United States Code

USC most recently checked for updates: Sep 28, 2020

§ 2000e–16c.
Coverage of previously exempt State employees
The rights, protections, and remedies provided pursuant to section 2000e–16b of this title shall apply with respect to employment of any individual chosen or appointed, by a person elected to public office in any State or political subdivision of any State by the qualified voters thereof—
to be a member of the elected official’s personal staff;
to serve the elected official on the policymaking level; or
to serve the elected official as an immediate advisor with respect to the exercise of the constitutional or legal powers of the office.
Enforcement by administrative action
In general

Any individual referred to in subsection (a) may file a complaint alleging a violation, not later than 180 days after the occurrence of the alleged violation, with the Equal Employment Opportunity Commission, which, in accordance with the principles and procedures set forth in sections 554 through 557 of title 5, shall determine whether a violation has occurred and shall set forth its determination in a final order. If the Equal Employment Opportunity Commission determines that a violation has occurred, the final order shall also provide for appropriate relief.

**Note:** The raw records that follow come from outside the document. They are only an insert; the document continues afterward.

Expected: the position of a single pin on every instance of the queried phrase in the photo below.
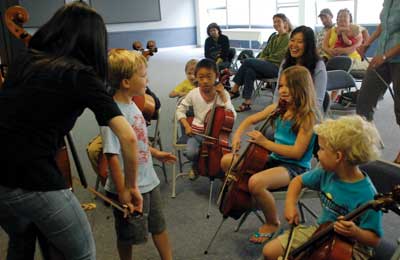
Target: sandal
(264, 237)
(234, 94)
(243, 107)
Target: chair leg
(302, 216)
(180, 161)
(258, 216)
(209, 199)
(96, 187)
(173, 194)
(242, 220)
(244, 217)
(163, 164)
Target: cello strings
(226, 179)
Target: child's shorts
(135, 230)
(292, 169)
(303, 233)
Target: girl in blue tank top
(291, 151)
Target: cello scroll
(15, 17)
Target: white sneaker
(192, 175)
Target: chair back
(339, 79)
(339, 63)
(383, 174)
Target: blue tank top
(285, 135)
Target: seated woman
(343, 27)
(302, 51)
(266, 65)
(291, 151)
(343, 39)
(217, 47)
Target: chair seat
(182, 139)
(358, 74)
(337, 106)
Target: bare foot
(264, 233)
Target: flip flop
(243, 107)
(234, 94)
(264, 237)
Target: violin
(15, 17)
(326, 244)
(218, 124)
(151, 48)
(235, 198)
(146, 104)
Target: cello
(146, 104)
(218, 126)
(235, 198)
(326, 244)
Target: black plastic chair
(339, 63)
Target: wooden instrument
(235, 198)
(326, 244)
(218, 125)
(151, 48)
(146, 104)
(14, 18)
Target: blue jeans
(251, 70)
(57, 214)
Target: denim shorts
(292, 169)
(136, 230)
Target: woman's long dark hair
(75, 31)
(310, 56)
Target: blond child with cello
(128, 77)
(201, 99)
(291, 152)
(344, 144)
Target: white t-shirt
(200, 108)
(147, 177)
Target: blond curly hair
(355, 137)
(122, 64)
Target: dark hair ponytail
(75, 31)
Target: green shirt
(390, 22)
(276, 48)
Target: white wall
(174, 14)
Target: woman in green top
(267, 63)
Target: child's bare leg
(124, 251)
(397, 160)
(235, 88)
(259, 184)
(161, 241)
(272, 250)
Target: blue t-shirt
(147, 177)
(338, 198)
(284, 135)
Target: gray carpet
(188, 227)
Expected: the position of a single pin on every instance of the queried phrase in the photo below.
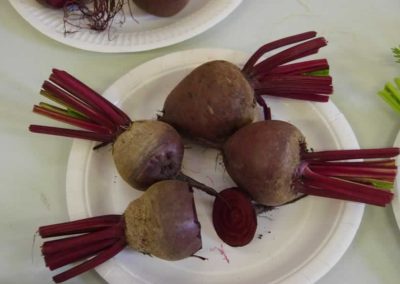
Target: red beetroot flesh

Referral to State and local authorities

Section 2000e–5(d) of this title shall apply with respect to any proceeding under this section.


For purposes of the application described in subparagraph (A), the term “any charge filed by a member of the Commission alleging an unlawful employment practice” means a complaint filed under this section.

Judicial review

Any party aggrieved by a final order under subsection (b) may obtain a review of such order under chapter 158 of title 28. For the purpose of this review, the Equal Employment Opportunity Commission shall be an “agency” as that term is used in chapter 158 of title 28.

Standard of review
To the extent necessary to decision and when presented, the reviewing court shall decide all relevant questions of law and interpret constitutional and statutory provisions. The court shall set aside a final order under subsection (b) if it is determined that the order was—
arbitrary, capricious, an abuse of discretion, or otherwise not consistent with law;
not made consistent with required procedures; or
unsupported by substantial evidence.
In making the foregoing determinations, the court shall review the whole record or those parts of it cited by a party, and due account shall be taken of the rule of prejudicial error.
Attorney’s fees

If the individual referred to in subsection (a) is the prevailing party in a proceeding under this subsection,1

 So in original.
attorney’s fees may be allowed by the court in accordance with the standards prescribed under section 2000e–5(k) of this title.

(Pub. L. 102–166, title III, § 304, formerly § 321, Nov. 21, 1991, 105 Stat. 1097; renumbered § 304 and amended Pub. L. 104–1, title V, § 504(a)(3), (4), Jan. 23, 1995, 109 Stat. 41.)